As I’ve been reading up on the inclusionary zoning working group (I unfortunately missed the last meeting today), I wanted to include some data I came across.
The truth is that the #1 reason more development has occurred in Burlington has less to do with Mayor Weinberger, less to do with any changes (and there have been very few changes in Mayor Weinberger’s first 6 years, except for some spot zoning) – the real reason is historically low interest rates.

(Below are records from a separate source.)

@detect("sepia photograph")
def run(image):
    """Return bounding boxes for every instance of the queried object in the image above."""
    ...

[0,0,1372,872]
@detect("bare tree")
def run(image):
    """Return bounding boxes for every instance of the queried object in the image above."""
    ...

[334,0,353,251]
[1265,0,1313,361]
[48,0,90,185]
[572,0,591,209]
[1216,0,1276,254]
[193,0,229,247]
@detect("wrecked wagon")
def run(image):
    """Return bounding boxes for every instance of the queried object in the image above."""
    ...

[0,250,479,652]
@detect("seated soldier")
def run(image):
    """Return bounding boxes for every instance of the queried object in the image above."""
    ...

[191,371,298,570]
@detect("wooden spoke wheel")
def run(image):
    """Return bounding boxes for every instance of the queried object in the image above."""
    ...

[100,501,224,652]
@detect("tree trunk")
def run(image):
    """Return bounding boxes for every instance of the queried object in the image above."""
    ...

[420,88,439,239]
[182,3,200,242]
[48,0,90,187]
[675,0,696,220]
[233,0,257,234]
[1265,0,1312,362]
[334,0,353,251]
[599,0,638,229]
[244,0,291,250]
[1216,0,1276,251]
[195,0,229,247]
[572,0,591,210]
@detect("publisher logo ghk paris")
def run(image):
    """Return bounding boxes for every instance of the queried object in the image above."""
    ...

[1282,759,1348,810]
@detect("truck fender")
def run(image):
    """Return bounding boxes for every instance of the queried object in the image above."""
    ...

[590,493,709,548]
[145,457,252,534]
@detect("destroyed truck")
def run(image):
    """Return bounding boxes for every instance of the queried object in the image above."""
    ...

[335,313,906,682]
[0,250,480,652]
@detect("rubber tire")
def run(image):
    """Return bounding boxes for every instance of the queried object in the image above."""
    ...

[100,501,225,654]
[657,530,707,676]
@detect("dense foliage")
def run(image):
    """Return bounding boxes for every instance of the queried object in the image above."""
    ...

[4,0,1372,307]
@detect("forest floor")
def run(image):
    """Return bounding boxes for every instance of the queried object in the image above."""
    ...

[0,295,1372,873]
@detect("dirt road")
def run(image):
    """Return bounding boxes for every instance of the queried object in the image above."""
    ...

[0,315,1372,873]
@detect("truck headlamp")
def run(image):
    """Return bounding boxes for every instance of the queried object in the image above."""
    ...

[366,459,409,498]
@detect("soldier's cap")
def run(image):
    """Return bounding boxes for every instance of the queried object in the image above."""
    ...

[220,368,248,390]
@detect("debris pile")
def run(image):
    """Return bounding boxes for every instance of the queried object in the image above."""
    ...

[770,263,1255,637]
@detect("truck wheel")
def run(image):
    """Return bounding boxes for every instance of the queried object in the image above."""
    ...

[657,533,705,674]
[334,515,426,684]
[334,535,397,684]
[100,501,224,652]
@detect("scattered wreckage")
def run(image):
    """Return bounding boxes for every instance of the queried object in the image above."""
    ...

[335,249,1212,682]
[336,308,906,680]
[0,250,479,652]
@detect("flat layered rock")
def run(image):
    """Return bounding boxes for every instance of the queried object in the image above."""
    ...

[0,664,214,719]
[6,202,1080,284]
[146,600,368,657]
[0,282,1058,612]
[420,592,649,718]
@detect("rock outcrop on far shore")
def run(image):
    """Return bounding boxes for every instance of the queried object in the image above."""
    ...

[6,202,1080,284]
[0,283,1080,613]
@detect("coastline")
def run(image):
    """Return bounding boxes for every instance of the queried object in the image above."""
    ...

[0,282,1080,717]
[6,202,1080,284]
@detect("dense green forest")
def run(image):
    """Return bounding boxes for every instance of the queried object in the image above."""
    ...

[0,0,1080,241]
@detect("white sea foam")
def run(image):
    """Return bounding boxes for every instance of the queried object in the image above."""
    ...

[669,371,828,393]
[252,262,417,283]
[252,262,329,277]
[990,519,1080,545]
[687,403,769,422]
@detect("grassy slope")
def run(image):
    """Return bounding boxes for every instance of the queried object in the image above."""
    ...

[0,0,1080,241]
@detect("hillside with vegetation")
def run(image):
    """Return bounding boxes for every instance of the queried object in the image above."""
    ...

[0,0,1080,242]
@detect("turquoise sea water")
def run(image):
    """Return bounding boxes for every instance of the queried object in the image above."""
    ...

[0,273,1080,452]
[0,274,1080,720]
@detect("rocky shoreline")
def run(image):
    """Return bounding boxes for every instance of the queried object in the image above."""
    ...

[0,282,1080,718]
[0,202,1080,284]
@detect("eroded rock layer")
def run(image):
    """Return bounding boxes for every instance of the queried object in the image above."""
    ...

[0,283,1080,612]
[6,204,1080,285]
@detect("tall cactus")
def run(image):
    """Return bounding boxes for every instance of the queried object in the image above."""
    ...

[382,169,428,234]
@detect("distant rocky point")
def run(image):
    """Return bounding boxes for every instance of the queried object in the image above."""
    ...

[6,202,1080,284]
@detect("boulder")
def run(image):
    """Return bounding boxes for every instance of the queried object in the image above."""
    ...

If we as a city were to follow the recommendations of Erik Hoesktra of Redstone, inclusionary zoning would only trigger when projects over 60 units large were built, killing 87% of all projects that built inclusionary zoning units. While building in bulk will lower some costs, the high cost of land and high cost of labor, along with historically low interest rates, and zoning laws that only favor density in poorer parts of town, are the main reasons we build or do not build new housing. Of the 2200 market rate units built during that time, 24%, or 545 units, were did not fall under inclusionary requirements (for now, we will ignore the hundreds of college units and college-associated housing that did not require IZ units). At minimum, 100 units of integrated housing would not have been built over the course of 20 years – 5 units a year, and at most 195 units would not have been built, or 10 units a year.
If you hear anyone saying that we haven’t built new housing because of inclusionary zoning, or that inclusionary zoning makes it nearly impossible for developers to make a profit, show them the data.